O tradicionalista Leodi Luiz Pavi – que residiu em Teutônia por cerca de 29 anos e estimulou, através de cursos de danças e do envolvimento na criação de entidades gauchescas, o desenvolvimento do tradicionalismo no município e na região –, lançou, no mês de março, na Câmara de Vereadores e na Festa Campeira do Rio Grande do Sul (Fecars), ambas em Santa Cruz do Sul, o livro “Tordilho Negro”.
A publicação reforça que a música de Vitor Mateus Teixeira, o Teixeirinha, lançada no álbum “Teixeirinha no Cinema”, de 1966, foi composta a pedido de Antônio José Severo, que adquiriu uma propriedade na localidade de Alto Paredão, interior de Santa Cruz do Sul, no ano de 1948.
De acordo com o livro, Severo era criador de cavalos tordilhos e encomendou a Teixeirinha – quando prestigiou uma das apresentações do artista gaúcho que lotava espetáculos circenses, rodeios, festas e bailes nas décadas de 1950 e 1960 – que fizesse uma música especial falando sobre esses animais. Teixeirinha teria solicitado informações sobre as características dos cavalos e compôs a música, uma das mais conhecidas do cancioneiro gaúcho. Além de cantor e compositor, Teixeirinha, que nasceu em 3 de março de 1927, em Rolante, e faleceu em 4 de dezembro de 1985, em Porto Alegre, era radialista e cineasta. Recordista em vendas no Brasil, recebeu o apelido de Rei do Disco.
Pavi revela que investigou a alegação de Détio Pires, morador de Rio Pardo e posteriormente de Passo do Sobrado, que se autoatribuía a autoria da letra. Segundo relatos, ele teria apresentado a música em um programa de rádio de Teixeirinha.
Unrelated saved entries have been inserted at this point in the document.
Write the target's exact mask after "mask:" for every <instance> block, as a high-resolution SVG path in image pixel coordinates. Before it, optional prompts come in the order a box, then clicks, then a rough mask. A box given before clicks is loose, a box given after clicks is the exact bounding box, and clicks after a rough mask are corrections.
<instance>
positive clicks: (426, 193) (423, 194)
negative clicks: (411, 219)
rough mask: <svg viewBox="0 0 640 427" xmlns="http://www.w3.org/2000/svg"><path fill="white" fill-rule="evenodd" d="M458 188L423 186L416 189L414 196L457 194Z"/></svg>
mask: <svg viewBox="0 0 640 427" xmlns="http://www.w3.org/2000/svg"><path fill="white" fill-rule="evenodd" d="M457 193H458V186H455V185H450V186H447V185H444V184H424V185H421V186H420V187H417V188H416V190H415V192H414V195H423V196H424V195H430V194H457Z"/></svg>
Apesar disso, a pesquisa, conduzida em fontes como a Fundação Biblioteca Nacional (FBN), através do Escritório de Direitos Autorais (EDA), não encontrou evidências que comprovassem a autoria de Pires. “Inclusive, em contato com a filha e a neta de Détio Pires, não houve informações que corroborassem essa versão”, reforça o tradicionalista.
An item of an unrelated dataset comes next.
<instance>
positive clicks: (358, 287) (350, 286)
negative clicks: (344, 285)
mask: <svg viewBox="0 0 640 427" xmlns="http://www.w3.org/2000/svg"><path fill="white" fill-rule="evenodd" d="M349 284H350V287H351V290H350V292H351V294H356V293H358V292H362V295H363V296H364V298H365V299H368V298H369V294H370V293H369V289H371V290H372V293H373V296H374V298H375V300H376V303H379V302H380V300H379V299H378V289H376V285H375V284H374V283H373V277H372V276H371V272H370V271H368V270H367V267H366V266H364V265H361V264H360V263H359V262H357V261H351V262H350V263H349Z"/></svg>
A relevância da pesquisa reside no contexto local de Santa Cruz do Sul, onde a questão despertou interesse e envolveu familiares e amigos. “A pesquisa, que contou com o apoio da família de Antônio José Severo e, em particular, de Osmar Severo (ex-deputado estadual), teve grande aceitação”, garante Pavi.
A publicação conta com oito páginas e foi distribuída gratuitamente pelo autor para cerca de 15 Regiões Tradicionalistas (RTs) do Rio Grande do Sul e CTGs de Santa Cruz do Sul e de demais municípios da 5ª RT. O financiamento da impressão dos 500 exemplares foi realizado por Osmar Severo, com patrocínio da Cabanha Belo Horizonte. No momento, não há mais livros à disposição, mas o autor estuda, junto com o autor do financiamento, uma segunda impressão.